Demand from the dealerships is quite high, to put it mildly, and some dealerships will actually have to wait until the 09 model year production starts in August before they'll even have one in their showroom to show their customers.
Only the SRT model is in production at the present. However, an RT and an SE are to be added with the 2009 lineup.
The new Challenger is big news whichever way you look at it, but it is certainly a major achievement for the Brampton Assembly Plant in Ontario, as they beat out several other manufacturing facilities to win the rights to build what Reid Bigland, Chrysler Canada's President and CEO describes as "the company's new Halo car"! He also came up with another phrase which I just loved; he referred to it as "the ultimate mid-life Chrysler"!

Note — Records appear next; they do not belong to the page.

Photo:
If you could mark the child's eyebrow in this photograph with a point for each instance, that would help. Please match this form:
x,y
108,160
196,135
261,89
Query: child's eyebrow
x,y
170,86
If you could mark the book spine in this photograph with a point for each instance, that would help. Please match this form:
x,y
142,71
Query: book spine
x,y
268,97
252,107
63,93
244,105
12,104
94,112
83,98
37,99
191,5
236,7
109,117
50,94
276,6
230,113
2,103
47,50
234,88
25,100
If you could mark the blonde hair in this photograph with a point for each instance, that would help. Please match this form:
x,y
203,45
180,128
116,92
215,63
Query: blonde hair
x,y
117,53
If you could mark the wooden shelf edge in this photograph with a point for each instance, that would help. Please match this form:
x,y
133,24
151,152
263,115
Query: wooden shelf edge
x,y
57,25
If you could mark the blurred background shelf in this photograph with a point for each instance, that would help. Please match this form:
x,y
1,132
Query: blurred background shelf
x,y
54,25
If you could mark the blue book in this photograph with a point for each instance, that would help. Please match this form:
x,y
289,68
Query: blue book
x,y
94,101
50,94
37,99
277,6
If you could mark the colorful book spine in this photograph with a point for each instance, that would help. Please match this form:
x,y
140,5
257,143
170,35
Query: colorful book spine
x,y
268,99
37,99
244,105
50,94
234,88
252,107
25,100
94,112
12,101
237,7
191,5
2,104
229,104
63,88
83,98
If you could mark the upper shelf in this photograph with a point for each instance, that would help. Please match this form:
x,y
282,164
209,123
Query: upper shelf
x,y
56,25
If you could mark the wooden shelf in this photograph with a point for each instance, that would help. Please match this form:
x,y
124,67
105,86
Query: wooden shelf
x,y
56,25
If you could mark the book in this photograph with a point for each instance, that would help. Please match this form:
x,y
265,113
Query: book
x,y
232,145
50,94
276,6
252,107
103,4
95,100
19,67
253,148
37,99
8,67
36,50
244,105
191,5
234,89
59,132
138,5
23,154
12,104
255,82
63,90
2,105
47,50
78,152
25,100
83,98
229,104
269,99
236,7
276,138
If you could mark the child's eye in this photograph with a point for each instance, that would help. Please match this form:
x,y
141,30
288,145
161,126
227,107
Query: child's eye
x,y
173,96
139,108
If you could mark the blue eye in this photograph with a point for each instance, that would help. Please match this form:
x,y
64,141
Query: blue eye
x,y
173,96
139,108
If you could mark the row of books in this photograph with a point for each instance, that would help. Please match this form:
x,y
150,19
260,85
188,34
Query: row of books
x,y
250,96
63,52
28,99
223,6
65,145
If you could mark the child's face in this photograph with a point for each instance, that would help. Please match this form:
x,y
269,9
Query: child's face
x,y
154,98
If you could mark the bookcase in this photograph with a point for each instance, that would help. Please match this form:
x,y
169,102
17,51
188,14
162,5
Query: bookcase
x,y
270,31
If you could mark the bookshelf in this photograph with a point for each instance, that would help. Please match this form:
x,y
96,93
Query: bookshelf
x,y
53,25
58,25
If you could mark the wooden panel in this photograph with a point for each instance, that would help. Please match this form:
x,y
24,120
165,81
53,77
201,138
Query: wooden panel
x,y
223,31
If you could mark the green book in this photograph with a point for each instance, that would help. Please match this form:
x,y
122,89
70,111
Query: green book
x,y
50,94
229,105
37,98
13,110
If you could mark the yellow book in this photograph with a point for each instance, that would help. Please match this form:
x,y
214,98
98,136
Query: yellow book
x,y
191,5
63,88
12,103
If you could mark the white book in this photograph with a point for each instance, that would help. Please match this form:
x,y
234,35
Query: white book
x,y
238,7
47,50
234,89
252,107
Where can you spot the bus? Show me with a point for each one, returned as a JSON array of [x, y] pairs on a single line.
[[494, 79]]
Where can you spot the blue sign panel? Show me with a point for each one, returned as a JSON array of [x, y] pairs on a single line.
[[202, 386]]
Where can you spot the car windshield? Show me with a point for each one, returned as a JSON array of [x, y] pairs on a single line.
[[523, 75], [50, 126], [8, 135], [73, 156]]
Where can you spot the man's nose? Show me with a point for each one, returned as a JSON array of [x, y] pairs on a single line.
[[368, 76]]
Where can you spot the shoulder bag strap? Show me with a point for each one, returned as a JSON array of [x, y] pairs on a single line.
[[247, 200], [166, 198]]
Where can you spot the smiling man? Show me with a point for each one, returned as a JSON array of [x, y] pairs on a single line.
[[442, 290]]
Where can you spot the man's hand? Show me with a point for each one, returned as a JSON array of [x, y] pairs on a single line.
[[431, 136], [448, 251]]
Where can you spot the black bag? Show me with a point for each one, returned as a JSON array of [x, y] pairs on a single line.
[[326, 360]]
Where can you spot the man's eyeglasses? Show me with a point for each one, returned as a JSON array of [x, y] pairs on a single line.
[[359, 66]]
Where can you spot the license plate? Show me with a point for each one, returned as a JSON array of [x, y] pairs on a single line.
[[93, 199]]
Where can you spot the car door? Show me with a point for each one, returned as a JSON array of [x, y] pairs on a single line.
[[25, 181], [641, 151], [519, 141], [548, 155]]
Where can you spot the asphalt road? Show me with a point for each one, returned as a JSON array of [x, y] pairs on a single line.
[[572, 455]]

The Brampton plant is a very impressive operation indeed, and along with the adjoining Brampton Satellite Stamping Plant, employs approximately 3,200 workers.
This facility occupies 269 acres just north of Toronto and features Chrysler's Flexible Manufacturing Strategy which provides for the production of higher quality products at lower cost. This unique system combines off-the-shelf robotics with customized and interchangeable tooling to build a variety of products on a single assembly line. In fact, at present, there are several models coming down the line, including Dodge Chargers, Chrysler 300's, and of course, now the Challenger SRT.
All on the same assembly line?
The amazing thing is, when you hear the phrase "built on the same assembly line", you don't actually visualize them all coming down the line at the same time, but in fact they do! One minute you're looking at a partially constructed Chrysler 300, and then the next vehicle to come along is a Dodge Charger. In fact, during our tour, we actually only caught an odd glimpse or two of a Challenger under construction. That was until we suddenly turned a corner, and there was the finished product right before our eyes, literally just coming to the end of the line!
Now I don't know if that was purely that luck was on our side, or if it had been carefully staged for us visitors, but it certainly was impressive!
Now that's a word which can be used to describe the Brampton facility, and especially after seeing just how these vehicles are put together. Starting off in the stamping plant where huge machines form the sheet metal panels, we moved on to the first of the assembly areas. It is here that the front underbody panel is connected to the rear and the actual build process begins.
Next, we witnessed the side panels being installed, which could be described as where the cars really start to take shape. At this stage I was quite surprised by the number of computers and robots in use. In fact, it could be said that there were very few human employees in sight and their roles would be better described as purely overseers. However, as we progressed through stage after stage, the process became much more hands on.
We then viewed the driveline components being assembled, and even witnessed these being hoisted up a floor to connect with the body shells. Naturally, from there on, the assembly involves human workers to a much larger degree.
I can honestly say that my somewhat short description truly does not do justice to the process, nor does it portray the fine workmanship of the Chrysler employees who take great pride in what they do.
That became rather apparent at the end of our tour, when many of them joined with us to celebrate the launch. You could see the pride on their faces, and to be honest, I can appreciate that. After all, they are the ones constructing the car which everyone else is waiting for with bated breath. It is also due to their fine workmanship in the past that Canada can now boast that it is truly the home of the Challenger!
I think that we should all thank them for that!